As you can see Bogaerts’ walks just took a huge dip after May. So what happened — why did Bogaerts just stop walking? Well there are a number of factors to consider here. First I think it’s important to look at how Bogaerts was pitched — did pitchers make a sudden adjustment? Below is a chart of hard, breaking, and off-speed pitches used against Bogaerts in 2014. Provided by Brooks Baseball.


What is primarily noticeable is that pitchers, as the year went on started throwing fewer hard pitches and more breaking pitches. This, however, only shows us that pitchers made an adjustment to Bogaerts it doesn’t show us the full story; it doesn’t show us how Bogaerts reacted to the adjustments the pitchers were making.

There are many factors that can indicate how a player reacts to pitching adjustments. We can look at his swing rate or his whiff rate but the question, which we are really trying to answer, is: did something change in the player’s approach?
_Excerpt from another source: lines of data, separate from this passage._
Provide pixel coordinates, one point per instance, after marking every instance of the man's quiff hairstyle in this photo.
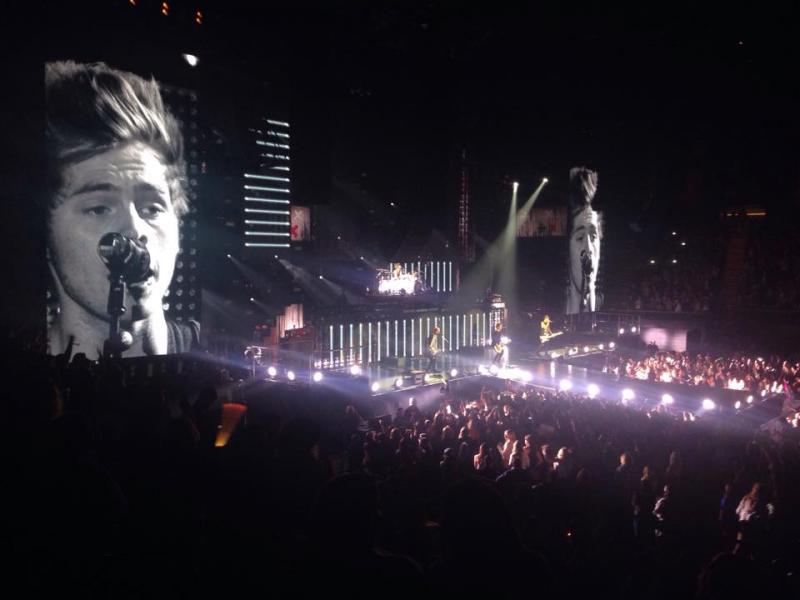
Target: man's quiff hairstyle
(92, 108)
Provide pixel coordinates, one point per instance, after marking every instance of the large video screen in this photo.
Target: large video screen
(119, 212)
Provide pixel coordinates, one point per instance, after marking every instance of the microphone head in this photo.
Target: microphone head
(125, 256)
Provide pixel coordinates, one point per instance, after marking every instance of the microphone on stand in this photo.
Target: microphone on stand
(125, 257)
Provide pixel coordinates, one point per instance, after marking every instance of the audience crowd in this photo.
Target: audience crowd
(756, 374)
(772, 272)
(117, 485)
(674, 277)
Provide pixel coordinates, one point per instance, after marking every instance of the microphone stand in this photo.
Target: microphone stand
(113, 346)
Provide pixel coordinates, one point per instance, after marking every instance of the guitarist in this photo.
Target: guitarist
(433, 349)
(497, 344)
(545, 327)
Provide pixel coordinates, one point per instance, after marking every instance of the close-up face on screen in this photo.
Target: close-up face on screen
(115, 167)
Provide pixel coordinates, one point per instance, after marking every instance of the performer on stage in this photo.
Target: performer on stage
(433, 350)
(545, 326)
(499, 344)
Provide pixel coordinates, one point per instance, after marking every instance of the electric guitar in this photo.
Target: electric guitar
(504, 341)
(546, 338)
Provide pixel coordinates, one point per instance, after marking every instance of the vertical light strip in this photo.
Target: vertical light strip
(331, 346)
(450, 276)
(450, 329)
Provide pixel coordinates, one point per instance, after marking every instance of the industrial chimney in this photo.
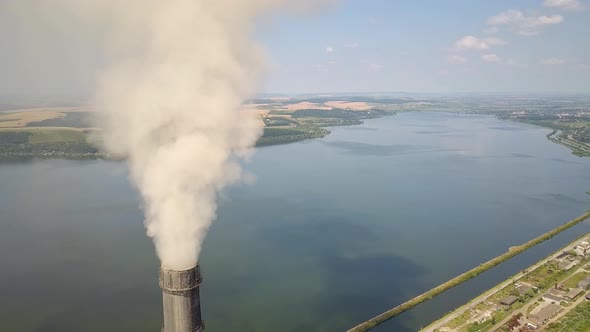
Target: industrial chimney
(182, 307)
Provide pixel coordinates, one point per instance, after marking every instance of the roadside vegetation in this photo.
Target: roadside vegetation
(513, 251)
(576, 320)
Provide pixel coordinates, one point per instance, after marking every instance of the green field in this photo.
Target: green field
(577, 320)
(55, 135)
(46, 143)
(573, 281)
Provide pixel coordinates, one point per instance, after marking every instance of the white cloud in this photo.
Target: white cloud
(375, 67)
(352, 45)
(490, 58)
(474, 43)
(374, 20)
(572, 5)
(523, 24)
(456, 59)
(322, 68)
(552, 61)
(491, 30)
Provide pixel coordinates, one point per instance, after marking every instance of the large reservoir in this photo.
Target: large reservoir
(325, 234)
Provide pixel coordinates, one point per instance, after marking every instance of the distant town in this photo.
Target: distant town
(72, 132)
(551, 295)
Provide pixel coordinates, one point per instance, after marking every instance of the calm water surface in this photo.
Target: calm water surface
(332, 232)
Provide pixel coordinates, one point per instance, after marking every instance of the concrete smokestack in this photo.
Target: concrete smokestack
(182, 307)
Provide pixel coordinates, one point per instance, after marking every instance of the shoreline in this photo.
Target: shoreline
(512, 251)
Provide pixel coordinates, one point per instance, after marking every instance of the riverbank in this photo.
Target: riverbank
(512, 251)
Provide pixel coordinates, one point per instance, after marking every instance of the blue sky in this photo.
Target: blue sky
(432, 46)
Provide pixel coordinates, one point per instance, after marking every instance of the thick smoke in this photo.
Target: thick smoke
(171, 107)
(178, 71)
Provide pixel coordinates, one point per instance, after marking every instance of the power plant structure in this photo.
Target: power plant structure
(182, 306)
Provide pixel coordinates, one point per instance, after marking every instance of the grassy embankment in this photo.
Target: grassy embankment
(574, 135)
(513, 251)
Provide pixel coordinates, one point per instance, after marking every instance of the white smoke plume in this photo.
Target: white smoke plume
(171, 105)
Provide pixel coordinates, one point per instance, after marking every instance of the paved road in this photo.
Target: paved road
(458, 312)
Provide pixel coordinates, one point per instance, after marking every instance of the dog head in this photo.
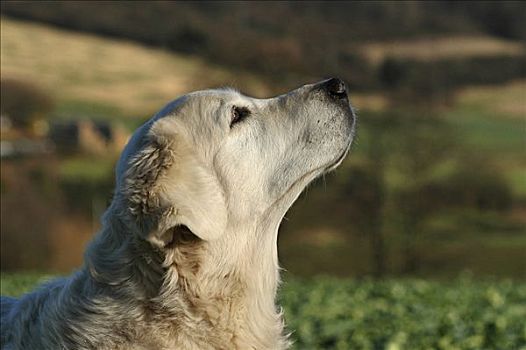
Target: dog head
(214, 159)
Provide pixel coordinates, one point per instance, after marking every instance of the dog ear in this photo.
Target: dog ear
(166, 186)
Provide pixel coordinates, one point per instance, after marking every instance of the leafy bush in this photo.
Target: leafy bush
(329, 313)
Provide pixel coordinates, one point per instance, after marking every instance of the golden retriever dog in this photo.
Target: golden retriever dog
(187, 254)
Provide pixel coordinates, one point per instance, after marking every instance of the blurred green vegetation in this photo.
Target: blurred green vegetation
(331, 313)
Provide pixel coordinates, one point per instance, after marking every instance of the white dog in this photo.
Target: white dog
(187, 256)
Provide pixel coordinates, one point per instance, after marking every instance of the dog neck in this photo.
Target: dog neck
(232, 287)
(229, 292)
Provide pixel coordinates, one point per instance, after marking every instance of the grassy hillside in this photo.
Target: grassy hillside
(95, 74)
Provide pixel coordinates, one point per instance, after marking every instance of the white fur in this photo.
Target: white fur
(187, 256)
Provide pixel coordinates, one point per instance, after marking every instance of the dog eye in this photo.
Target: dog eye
(239, 114)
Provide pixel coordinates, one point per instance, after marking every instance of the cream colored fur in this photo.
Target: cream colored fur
(187, 256)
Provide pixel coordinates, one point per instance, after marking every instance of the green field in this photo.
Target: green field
(330, 313)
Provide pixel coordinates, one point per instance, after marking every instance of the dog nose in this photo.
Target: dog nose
(335, 87)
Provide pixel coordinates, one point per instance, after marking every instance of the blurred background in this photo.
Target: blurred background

Below I think is the most accurate example of how Bogaerts changed his approach at the plate and why he started walking a lot less. It’s a chart provided by Brooks Baseball that examines a player’s aggressiveness and passiveness, essentially his plate approach on hard, breaking, and off-speed pitches.


As you can see Bogaerts early on in the year was a very patient hitter but as the season went on he became increasingly aggressive at the plate. In fact he didn’t just start getting more aggressive on one type of pitch, but rather in general. He went away from what made him successful on the outset and began his prolonged slump throughout the year. What can be rather alarming is that it wasn’t just a one or two-month spike in aggressiveness, but rather trend in increased aggressiveness throughout the year.

Xander Bogaerts is still a very young player — he’s going into his age 22 seasons and this breakdown by no means should be taken as a prediction for future failures. This is really just part of maturing as a young athlete, getting better and making adjustments. Bogaerts went through the highs and lows of a baseball season in 2014. While I don’t expect him to be a superstar next year, I do expect that we will see significant improvement in not just his stats but his approach at the plate. My advice to Bogaerts on this behalf would be to look back at what made him successful in the first two months of the 2014 season and try and replicate that. Don’t be so aggressive at the plate, just wait for your pitch and when you get it, put a good swing on it. This is of course an annoying cliché but I do think it applies in Bogaerts’ case.